I should have added ULTIMATE FUDGE HEAVEN to the title. This cake is intensely fudgey and moist...without any gooeyness. Thank you, dates. The cake is also quite sneaky. She admittedly looks boring (no frosting), with only a sprinkle of powdered sugar--an air of 'plain Janeness' about her--but after the first bite, you'll think, "Oh, now, that's tricky, tricky!"... The cake is just unctuously (great word) chocolate...get there!

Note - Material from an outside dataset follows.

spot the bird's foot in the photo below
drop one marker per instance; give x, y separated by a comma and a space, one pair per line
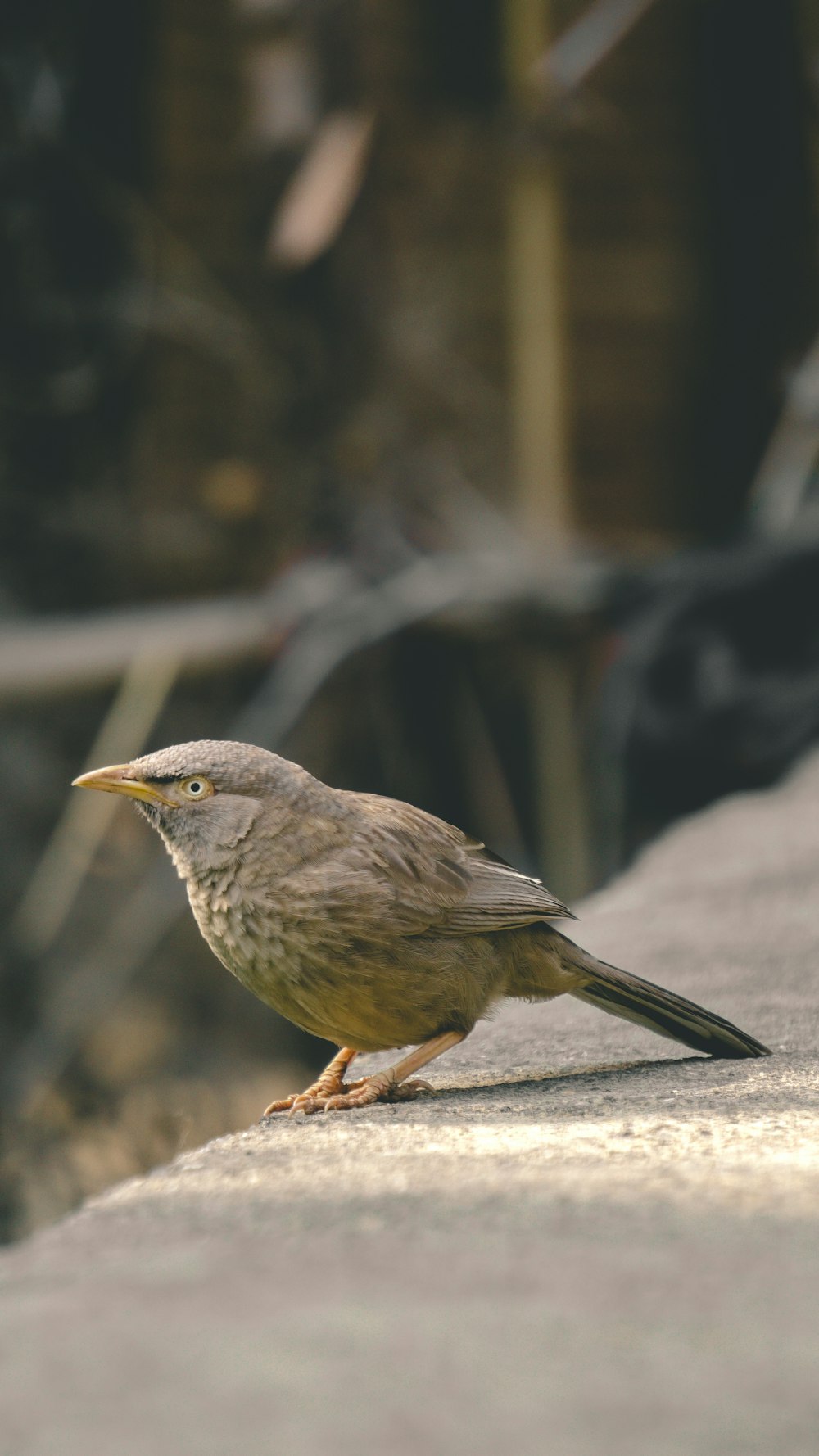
338, 1097
379, 1088
324, 1088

Notes: Neutral oil is grape seed.


CHOCOLATE DATE CAKE

Ingredients: 8 Medjool dates, stone removed, 1 1/2 tbsp. rum, 3 eggs at room temperature, separated, 7 ounces roughly chopped semi-sweet chocolate, 1/2 cup neutral oil, scant tbsp. vanilla extract, 1/2 tsp. sea salt, zest of 1 orange (about 2 tsp.), 2/3 cup sugar, 1 cup almond flour, 1/4 cup powdered sugar.


Serves 8.


1. Preheat and prep: Preheat oven to 350*F. Grease and line a round, 9-inch springform baking pan. Place the dates into a small bowl and stir in the rum. (Brandy, whiskey, bourbon, etc., also works!) Set aside. Melt the chocolate in a heat-proof bowl in the microwave at half-power in 30-second increments until melty. Whisk in the oil.


2. Make batter: In a large bowl, add egg yolks followed by chocolate. Whisk well, then stir in vanilla, 1/4 tsp. salt, and the dates. In the bowl of a stand mixer (or with a hand mixer with a whisk attachment), whisk the egg whites on high with 1/4 tsp. salt until frothy. Add the sugar in 3 stages and whip the whites until they form well-formed ribbony streams. Fold the egg whites into the chocolate mixture. It helps to do a large spoonful quickly to loosen it, then the rest slowly and methodically. Fold in almond flour. Pour batter into the prepared pan. Bake for 30-35 minutes, until a tester comes out clean. Run a knife around the edge, cool completely.


3. Final flourish: Remove the springform from the pan base and place it on a platter. (If you're good, remove the cake from the base as well by doing two inversions with a plate.) Sprinkle over powdered sugar.